Перечитав Ваше сегодняшнее письмо, я с ужасом остановился на одном месте в нем. Вы пишете, каково бы Вам было, если б в Петербурге Вас встретил кто из московских и посмотрел бы на Вас таким взглядом, от которого не поздоровится. Кто же это, Marie? Уж не Любовь ли, горничная Вашей кузины? Или не тот ли милый родственник Ваш, что такой мастер на лакейские любезности и кучерские каламбуры? Но кто бы ни был – он лакей, холопская подлая душа, если бы осмелился с презрением посмотреть на Вас за то только, что Вы решились приехать к своему жениху в Петербург, вместо того, чтобы дожидаться его к себе в Москву. Ну, Marie, как же слабо в Вас сознание Вашего достоинства, как же мало в Вас уважения к самой себе, если взгляды лакеев, кучеров, свинопасов и чиновников могут заставлять Вас потуплять Ваши глаза и страдать. Вы ли это, Marie, или тень Ваша, призрак? Нет, эти строки необдуманно сорвались с пера, Вашего, и Вам, верно, теперь стыдно их.

Да, Marie, мы с Вами во многом расходимся.

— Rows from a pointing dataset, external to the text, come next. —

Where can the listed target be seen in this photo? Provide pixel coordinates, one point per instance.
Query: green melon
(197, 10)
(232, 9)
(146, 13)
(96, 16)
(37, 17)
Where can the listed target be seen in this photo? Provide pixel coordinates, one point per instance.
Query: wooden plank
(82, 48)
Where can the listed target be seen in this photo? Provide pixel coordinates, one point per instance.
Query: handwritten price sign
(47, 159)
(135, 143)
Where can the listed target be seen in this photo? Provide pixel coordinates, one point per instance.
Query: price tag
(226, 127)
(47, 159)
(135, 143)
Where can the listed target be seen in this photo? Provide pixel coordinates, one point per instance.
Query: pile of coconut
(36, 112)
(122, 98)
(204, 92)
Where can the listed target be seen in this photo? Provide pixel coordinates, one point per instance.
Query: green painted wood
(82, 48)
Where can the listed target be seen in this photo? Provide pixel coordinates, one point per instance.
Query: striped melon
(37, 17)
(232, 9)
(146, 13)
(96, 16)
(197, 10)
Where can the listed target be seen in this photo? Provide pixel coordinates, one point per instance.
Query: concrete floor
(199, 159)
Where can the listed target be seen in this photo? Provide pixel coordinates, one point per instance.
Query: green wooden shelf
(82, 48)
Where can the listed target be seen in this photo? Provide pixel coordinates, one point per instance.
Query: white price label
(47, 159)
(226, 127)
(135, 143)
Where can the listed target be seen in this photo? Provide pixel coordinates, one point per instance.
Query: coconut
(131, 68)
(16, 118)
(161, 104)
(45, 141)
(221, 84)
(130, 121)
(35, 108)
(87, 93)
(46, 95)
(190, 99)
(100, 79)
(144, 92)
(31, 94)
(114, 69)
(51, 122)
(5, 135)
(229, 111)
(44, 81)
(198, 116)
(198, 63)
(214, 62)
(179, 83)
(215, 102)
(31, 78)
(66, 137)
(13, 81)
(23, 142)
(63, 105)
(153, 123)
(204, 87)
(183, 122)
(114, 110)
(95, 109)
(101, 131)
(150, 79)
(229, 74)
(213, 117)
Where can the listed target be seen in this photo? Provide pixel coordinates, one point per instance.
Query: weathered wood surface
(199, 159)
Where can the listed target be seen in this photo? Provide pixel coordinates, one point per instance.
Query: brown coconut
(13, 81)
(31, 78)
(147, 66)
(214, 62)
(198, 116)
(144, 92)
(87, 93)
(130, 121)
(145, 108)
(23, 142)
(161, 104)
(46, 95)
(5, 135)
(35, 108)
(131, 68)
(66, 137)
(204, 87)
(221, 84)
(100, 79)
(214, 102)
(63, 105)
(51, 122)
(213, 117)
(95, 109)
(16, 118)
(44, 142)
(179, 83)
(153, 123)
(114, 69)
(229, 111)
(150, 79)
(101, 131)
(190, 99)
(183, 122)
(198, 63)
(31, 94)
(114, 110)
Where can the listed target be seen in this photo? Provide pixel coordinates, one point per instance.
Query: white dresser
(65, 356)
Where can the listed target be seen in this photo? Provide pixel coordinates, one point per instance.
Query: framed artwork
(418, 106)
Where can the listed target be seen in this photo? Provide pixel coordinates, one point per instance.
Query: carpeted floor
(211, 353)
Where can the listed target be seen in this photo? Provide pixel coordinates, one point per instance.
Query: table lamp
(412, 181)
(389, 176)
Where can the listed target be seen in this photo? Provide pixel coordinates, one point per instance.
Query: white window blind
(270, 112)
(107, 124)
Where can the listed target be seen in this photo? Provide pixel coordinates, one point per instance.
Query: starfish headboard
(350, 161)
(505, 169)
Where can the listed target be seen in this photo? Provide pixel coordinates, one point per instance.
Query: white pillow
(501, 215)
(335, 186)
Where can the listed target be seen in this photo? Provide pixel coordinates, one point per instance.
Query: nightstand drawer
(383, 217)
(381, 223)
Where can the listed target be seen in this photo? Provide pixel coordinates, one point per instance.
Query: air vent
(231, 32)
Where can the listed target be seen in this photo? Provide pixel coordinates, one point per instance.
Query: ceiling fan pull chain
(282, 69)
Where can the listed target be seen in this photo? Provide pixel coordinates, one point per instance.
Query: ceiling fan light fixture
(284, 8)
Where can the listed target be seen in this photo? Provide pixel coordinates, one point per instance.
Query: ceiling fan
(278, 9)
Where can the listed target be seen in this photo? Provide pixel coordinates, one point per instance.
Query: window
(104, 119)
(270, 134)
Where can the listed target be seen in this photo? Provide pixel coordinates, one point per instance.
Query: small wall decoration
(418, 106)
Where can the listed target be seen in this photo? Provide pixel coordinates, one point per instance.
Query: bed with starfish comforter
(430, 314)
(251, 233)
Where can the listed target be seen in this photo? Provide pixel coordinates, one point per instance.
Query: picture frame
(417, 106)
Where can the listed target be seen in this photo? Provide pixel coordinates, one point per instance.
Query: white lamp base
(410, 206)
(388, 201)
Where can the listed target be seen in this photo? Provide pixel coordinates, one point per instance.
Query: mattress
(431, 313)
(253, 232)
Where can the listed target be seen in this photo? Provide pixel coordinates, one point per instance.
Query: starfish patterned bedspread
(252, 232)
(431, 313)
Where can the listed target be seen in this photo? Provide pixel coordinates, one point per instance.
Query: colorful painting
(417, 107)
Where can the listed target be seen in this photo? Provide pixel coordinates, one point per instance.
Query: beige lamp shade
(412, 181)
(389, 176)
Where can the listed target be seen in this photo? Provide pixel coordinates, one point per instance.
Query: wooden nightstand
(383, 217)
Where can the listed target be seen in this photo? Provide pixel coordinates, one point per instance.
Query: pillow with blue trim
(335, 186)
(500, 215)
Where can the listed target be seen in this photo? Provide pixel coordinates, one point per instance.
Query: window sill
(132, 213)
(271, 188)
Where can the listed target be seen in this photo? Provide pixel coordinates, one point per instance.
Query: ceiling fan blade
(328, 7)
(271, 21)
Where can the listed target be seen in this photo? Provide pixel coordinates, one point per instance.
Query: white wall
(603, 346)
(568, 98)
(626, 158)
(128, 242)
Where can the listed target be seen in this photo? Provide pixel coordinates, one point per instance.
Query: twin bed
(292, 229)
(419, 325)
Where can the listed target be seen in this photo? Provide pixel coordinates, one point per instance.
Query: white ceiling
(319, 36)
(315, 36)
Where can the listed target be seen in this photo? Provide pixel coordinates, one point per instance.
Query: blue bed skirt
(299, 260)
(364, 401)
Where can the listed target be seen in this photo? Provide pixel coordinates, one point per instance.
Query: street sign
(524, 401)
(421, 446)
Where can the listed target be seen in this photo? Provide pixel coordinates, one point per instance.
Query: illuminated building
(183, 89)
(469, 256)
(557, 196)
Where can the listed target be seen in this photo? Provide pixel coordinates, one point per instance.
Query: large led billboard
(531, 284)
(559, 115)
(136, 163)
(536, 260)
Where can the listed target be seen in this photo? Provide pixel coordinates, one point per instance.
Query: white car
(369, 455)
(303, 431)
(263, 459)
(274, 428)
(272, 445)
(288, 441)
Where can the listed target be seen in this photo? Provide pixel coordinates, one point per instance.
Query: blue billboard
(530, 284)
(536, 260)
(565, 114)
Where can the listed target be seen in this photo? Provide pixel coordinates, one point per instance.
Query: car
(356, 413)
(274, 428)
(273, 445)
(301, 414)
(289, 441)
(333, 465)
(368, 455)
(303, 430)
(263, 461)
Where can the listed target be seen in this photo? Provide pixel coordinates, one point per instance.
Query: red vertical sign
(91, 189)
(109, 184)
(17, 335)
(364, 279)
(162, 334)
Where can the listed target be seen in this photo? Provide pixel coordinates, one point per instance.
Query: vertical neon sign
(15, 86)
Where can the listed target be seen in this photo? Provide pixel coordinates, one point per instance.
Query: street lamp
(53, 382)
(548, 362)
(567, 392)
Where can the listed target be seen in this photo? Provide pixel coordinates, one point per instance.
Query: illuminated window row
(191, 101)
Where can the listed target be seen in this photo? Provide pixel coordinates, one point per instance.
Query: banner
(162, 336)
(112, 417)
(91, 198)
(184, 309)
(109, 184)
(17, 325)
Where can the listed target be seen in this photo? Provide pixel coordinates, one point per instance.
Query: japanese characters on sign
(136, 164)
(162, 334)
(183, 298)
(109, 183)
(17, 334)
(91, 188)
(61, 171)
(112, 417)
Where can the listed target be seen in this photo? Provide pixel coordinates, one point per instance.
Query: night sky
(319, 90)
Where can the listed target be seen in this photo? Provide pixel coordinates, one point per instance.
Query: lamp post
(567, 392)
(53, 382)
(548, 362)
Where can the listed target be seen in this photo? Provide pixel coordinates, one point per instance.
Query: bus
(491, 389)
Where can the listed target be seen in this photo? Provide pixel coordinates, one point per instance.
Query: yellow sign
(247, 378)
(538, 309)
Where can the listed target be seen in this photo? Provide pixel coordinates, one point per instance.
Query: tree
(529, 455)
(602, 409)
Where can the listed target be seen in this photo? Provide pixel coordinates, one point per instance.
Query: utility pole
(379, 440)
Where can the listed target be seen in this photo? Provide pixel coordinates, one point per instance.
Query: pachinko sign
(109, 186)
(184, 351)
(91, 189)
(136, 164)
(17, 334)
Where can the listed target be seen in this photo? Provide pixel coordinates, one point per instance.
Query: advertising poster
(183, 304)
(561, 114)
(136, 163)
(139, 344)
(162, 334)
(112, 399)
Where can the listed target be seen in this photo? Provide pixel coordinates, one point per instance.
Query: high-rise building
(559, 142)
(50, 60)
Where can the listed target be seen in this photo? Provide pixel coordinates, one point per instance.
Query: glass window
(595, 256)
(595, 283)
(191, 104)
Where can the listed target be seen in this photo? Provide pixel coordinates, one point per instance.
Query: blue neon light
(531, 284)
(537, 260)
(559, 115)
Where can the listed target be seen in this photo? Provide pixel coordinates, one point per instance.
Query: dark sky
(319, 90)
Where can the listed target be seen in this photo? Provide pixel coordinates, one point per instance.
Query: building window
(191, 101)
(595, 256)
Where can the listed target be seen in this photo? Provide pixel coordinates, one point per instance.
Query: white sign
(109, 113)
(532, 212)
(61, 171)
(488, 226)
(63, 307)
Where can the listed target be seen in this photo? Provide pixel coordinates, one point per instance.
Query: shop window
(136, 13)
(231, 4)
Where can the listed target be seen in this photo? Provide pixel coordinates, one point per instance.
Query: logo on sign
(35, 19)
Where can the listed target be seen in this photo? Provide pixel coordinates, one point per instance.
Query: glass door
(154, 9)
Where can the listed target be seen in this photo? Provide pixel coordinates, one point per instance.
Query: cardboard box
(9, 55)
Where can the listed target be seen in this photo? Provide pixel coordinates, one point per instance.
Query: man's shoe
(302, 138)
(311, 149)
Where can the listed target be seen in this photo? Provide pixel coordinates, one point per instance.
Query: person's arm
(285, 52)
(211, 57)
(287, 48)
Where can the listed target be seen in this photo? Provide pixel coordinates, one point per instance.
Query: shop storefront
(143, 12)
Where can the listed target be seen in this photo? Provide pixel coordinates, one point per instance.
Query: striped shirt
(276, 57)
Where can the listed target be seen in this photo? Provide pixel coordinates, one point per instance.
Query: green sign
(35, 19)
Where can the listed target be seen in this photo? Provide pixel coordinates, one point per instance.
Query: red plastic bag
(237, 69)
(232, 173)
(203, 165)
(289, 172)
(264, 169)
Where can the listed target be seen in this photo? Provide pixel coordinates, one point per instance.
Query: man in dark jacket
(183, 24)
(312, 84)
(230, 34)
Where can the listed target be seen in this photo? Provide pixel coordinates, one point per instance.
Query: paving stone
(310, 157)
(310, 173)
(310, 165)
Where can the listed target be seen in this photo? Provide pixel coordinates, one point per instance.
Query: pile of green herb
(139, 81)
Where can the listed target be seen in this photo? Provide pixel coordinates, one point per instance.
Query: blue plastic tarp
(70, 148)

Вы, за отсутствием каких-либо внутренних убеждений, обожествили деревянного болвана общественного мнения и преусердно ставите свечи своему идолу, чтоб не рассердить его. Я с детства моего считал за приятнейшую жертву для бога истины и разума – плевать в рожу общественному мнению там, где оно глупо или подло, или то и другое вместе. Поступить наперекор ему, когда есть возможность достигнуть той же цели тихо и скромно, для меня – божественное наслаждение. Зачем пишу я это Вам? Затем, что в Ваши светлые минуты, когда Вы будете самой собою, Вы поймете это и скажете: если б он был не таков, я бы, может быть, больше любила его, но меньше уважала…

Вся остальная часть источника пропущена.